Large-scale Lindblad learning from time-series data
Ewout van den Berg, Brad Mitchell, Ken Xuan Wei, Moein Malekakhlagh
TL;DR
This work tackles learning a Lindblad master equation describing noisy quantum operations from time-resolved data generated by repeated circuits. It exploits Ehrenfest’s theorem to cast the problem into a linear least-squares form $A x = b$ with $x=[\alpha;\beta]$, where $H=\sum_k \alpha_k P_k$ and $\mathcal{L}(\rho)= -\frac{i}{\hbar}[H,\rho] + \sum_{ij} \beta_{ij}(P_i\rho P_j^\dagger - \frac{1}{2}\{P_j^\dagger P_i, \rho\})$. Observables' time traces $\langle O(t)\rangle$ are fit as sums of exponentially damped sinusoids, $\langle O(t)\rangle = \sum_j a_j e^{b_j t}\cos(\omega_j t + \varphi_j)$, to obtain derivatives and populate $b$. Optimization minimizes $\frac{1}{2}\|A x - b\|^2$ subject to a positive-semidefinite constraint $B(x)\succeq 0$, ensuring a CPTP Lindbladian, and scales linearly with qubits for local connectivity.
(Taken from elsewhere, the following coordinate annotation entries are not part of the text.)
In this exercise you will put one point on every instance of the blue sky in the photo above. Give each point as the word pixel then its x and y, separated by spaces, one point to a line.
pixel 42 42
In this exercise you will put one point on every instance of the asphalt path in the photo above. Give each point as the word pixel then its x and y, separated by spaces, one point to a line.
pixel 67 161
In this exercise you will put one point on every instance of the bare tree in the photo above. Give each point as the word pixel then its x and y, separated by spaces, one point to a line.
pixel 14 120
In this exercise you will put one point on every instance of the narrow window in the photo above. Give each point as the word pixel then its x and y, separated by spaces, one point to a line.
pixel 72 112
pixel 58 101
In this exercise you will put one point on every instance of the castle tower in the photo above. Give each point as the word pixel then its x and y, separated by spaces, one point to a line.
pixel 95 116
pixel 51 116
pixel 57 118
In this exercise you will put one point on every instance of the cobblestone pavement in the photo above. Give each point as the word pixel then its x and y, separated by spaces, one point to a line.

Experimentally, they demonstrate learning a full layer of gates on a 156-qubit IBM processor, analyze SPAM/readout errors, and show that a fine-tuning step can further improve agreement with data.
Abstract
In this work, we develop a protocol for learning a time-independent Lindblad model for operations that can be applied repeatedly on a quantum computer. The protocol is highly scalable for models with local interactions and is in principle insensitive to state-preparation errors. At its core, the protocol forms a linear system of equations for the model parameters in terms of a set of observable values and their gradients. The required gradient information is obtained by fitting time-series data with sums of exponentially damped sinusoids and differentiating those curves. We develop a robust curve-fitting procedure that finds the most parsimonious representation of the data up to shot noise. We demonstrate the approach by learning the Lindbladian for a full layer of gates on a 156-qubit superconducting quantum processor, providing the first learning experiment of this kind. We study the effects of state-preparation and measurement errors and limitations on the operations that can be learned. For improved performance under readout errors, we propose an optional fine-tuning strategy that improves the fit between the time-evolved model and the measured data.